The Crossing required two full days. Five lines were strung across the wairing, each bound at intervals to iron poles that had been driven into the water-kicking rock; five tenuous threads that transformed the wairing into the neck of a wrecked lute, strings knotted by labouring, struggling forms, legs braced, steps infirm for the blast of waters, backs heaped with armour and supplies. Many bore the butchered arms and legs of Sranc, meat scavenged from the fields to the south. The limbs were bound at the wrists or ankles to short segments of rope that could be slung over shoulders or across necks, conspiring to create what, from a certain distance at least, appeared a most ghastly apparel, a swinging mantle of what seemed the arms and legs of women and children, given the creature’s lithe and pallid hairlessness. Those who fell from the upstream lines would often spin into others, creating a flailing avalanche, dozens of Men reaching out from wagging blooms of severed, Sranc limbs.

No fewer than three hundred and sixty-eight souls perished for mishap. Few names of note were lost, among them Mud Waigwa, a monstrous Holca thane who attempted to drag ten Sranc carcasses across the wairing with him; and Lord Urbomm? Hamazrel, one of Nurban? Soter’s martial advisors, who simply stumbled, let slip the rope, and was ripped away.

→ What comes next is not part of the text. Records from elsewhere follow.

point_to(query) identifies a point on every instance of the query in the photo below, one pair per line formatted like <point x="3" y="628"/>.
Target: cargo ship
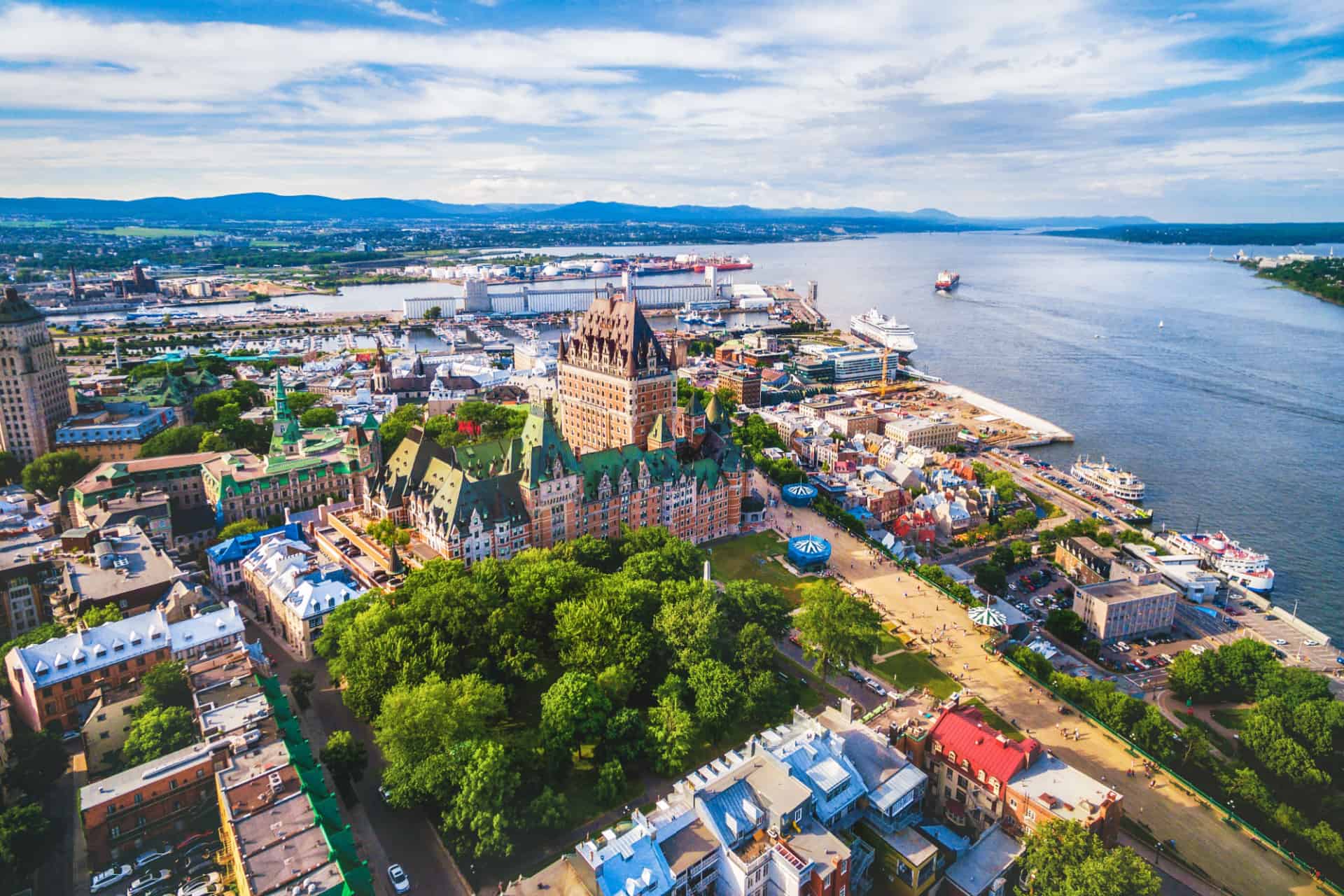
<point x="723" y="264"/>
<point x="875" y="327"/>
<point x="1247" y="568"/>
<point x="1109" y="479"/>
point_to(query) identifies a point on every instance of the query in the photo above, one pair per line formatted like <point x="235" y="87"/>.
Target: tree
<point x="482" y="812"/>
<point x="1063" y="859"/>
<point x="610" y="782"/>
<point x="346" y="758"/>
<point x="672" y="734"/>
<point x="179" y="440"/>
<point x="302" y="684"/>
<point x="158" y="732"/>
<point x="718" y="692"/>
<point x="836" y="629"/>
<point x="574" y="713"/>
<point x="52" y="473"/>
<point x="420" y="726"/>
<point x="26" y="841"/>
<point x="388" y="533"/>
<point x="166" y="685"/>
<point x="1068" y="626"/>
<point x="11" y="468"/>
<point x="241" y="527"/>
<point x="36" y="761"/>
<point x="318" y="416"/>
<point x="94" y="617"/>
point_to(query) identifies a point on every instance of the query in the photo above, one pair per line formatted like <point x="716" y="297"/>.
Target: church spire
<point x="281" y="400"/>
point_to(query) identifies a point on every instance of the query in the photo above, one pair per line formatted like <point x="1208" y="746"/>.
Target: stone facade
<point x="34" y="399"/>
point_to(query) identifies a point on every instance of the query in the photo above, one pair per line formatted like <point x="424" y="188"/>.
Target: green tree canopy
<point x="179" y="440"/>
<point x="55" y="472"/>
<point x="241" y="527"/>
<point x="156" y="732"/>
<point x="1063" y="859"/>
<point x="166" y="685"/>
<point x="36" y="761"/>
<point x="346" y="757"/>
<point x="835" y="628"/>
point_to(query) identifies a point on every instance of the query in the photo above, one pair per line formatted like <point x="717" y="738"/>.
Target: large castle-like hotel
<point x="615" y="450"/>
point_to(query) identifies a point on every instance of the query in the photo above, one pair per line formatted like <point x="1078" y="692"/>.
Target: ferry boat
<point x="1247" y="568"/>
<point x="885" y="331"/>
<point x="1109" y="479"/>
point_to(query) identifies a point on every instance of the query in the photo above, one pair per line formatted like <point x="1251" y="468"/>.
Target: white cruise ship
<point x="885" y="331"/>
<point x="1109" y="479"/>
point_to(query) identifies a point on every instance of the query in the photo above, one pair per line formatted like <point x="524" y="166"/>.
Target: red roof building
<point x="969" y="766"/>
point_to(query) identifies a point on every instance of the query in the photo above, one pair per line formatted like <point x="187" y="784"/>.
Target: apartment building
<point x="923" y="433"/>
<point x="295" y="590"/>
<point x="771" y="818"/>
<point x="1126" y="609"/>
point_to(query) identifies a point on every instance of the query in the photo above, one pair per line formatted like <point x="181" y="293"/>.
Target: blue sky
<point x="1186" y="112"/>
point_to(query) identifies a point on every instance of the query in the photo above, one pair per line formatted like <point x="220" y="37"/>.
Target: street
<point x="385" y="834"/>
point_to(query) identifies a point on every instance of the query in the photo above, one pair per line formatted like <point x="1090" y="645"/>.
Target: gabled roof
<point x="964" y="732"/>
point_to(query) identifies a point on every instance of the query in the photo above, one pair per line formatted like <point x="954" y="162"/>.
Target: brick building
<point x="615" y="378"/>
<point x="34" y="396"/>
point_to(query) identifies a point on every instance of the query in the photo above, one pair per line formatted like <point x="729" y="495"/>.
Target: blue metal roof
<point x="234" y="550"/>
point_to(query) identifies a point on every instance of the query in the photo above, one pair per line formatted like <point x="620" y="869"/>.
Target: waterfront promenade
<point x="1230" y="858"/>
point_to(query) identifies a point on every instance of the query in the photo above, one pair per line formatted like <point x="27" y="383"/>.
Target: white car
<point x="108" y="878"/>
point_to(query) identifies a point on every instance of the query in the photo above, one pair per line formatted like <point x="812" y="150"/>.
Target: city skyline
<point x="1183" y="112"/>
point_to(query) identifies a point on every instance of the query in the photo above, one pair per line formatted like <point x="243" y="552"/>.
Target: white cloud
<point x="885" y="102"/>
<point x="393" y="8"/>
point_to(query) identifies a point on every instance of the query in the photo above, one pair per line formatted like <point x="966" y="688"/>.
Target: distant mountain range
<point x="270" y="207"/>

As the Ordealmen gained the mire of the far shore, their brothers pulled them gasping from the collapsed embankments. Still sodden, they were funnelled into packed avenues, hounded by shouts to keep moving, always keep moving. So they stumbled onward, wringing hair and beard, pawing brow and eyes. A more amorphous congregation engulfed them, an immense gyre of souls likewise lurching, sorting between backs and shoulders, calling out to unseen kinsmen. The lifeless ground beneath their feet would be all they could see of the legendary Field Appalling. And it seemed more carnival than invasion, at least until the bristling masses thinned and parted, yielding space to cast aside their grisly encumbrances and find breast-heaving respite either leaning against or dropping to their knees. To a soul they peered into the west, across the vacancy that was Agongorea seen from Agongorea.